First, let's find the total charge passed through the electrolyte using Faraday's second law, which states that the amount of substance produced by an electric current is directly proportional to the quantity of electricity passed through it.
The formula for calculating the quantity of electricity (Q) is:
Q = I * t
where I is the current in amperes (A) and t is the time in seconds (s).

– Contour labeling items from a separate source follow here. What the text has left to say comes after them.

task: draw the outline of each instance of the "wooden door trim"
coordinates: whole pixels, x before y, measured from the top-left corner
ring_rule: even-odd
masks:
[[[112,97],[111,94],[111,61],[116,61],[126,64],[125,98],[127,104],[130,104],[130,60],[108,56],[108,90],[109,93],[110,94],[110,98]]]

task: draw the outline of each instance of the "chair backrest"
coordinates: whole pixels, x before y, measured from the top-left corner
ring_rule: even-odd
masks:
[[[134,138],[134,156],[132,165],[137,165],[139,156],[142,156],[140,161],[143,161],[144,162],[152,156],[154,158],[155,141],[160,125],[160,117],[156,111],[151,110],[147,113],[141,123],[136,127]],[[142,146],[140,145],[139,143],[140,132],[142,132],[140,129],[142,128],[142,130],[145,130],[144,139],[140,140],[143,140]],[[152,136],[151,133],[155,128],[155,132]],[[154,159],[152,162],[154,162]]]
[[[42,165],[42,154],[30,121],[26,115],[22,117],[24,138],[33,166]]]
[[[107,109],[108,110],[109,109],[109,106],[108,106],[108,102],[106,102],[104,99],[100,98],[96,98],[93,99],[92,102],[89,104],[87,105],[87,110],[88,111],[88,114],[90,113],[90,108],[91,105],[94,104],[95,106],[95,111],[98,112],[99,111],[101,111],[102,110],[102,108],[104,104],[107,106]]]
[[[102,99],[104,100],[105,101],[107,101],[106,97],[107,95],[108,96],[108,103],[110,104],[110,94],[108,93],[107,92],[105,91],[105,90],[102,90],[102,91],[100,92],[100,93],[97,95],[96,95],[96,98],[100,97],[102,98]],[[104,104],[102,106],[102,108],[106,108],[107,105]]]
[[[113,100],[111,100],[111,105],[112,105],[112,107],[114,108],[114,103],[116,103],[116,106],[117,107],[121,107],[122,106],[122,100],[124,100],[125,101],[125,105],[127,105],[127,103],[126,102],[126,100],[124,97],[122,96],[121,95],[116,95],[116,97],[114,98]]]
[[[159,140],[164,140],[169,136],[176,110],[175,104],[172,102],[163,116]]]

However, in this problem, the time is given in days, so we need to convert it to seconds:
t = 3.50 days * 24 hours/day * 60 minutes/hour * 60 seconds/minute
Next, we need to use Faraday's constant, which is the charge per mole of electrons:
F = 96500 C/mol
To find the moles of electrons (n), we divide the total charge (Q) by Faraday's constant:
n = Q / F
Since the reaction for the electrolysis of MgCl2 involves the transfer of 2 moles of electrons per mole of magnesium produced, we divide the moles of electrons (n) by 2 to find the moles of Mg:
moles of Mg = n / 2
Finally, to calculate the mass of magnesium (m), we multiply the moles of Mg by the molar mass of magnesium (Mg):
m = moles of Mg * molar mass of Mg
The molar mass of magnesium is 24.31 g/mol.
Let's perform the calculations:
Step 1: Convert the time from days to seconds
t = 3.50 days * 24 hours/day * 60 minutes/hour * 60 seconds/minute
Step 2: Calculate the total charge passed through the electrolyte
Q = I * t
Q = 4.55 A * t (now in seconds)
Step 3: Calculate the moles of electrons
n = Q / F
Step 4: Calculate the moles of magnesium
moles of Mg = n / 2
Step 5: Calculate the mass of magnesium
m = moles of Mg * molar mass of Mg
By following these steps and plugging in the given values, you can find the mass of magnesium formed by passing a current of 4.55 A through molten MgCl2 for 3.50 days.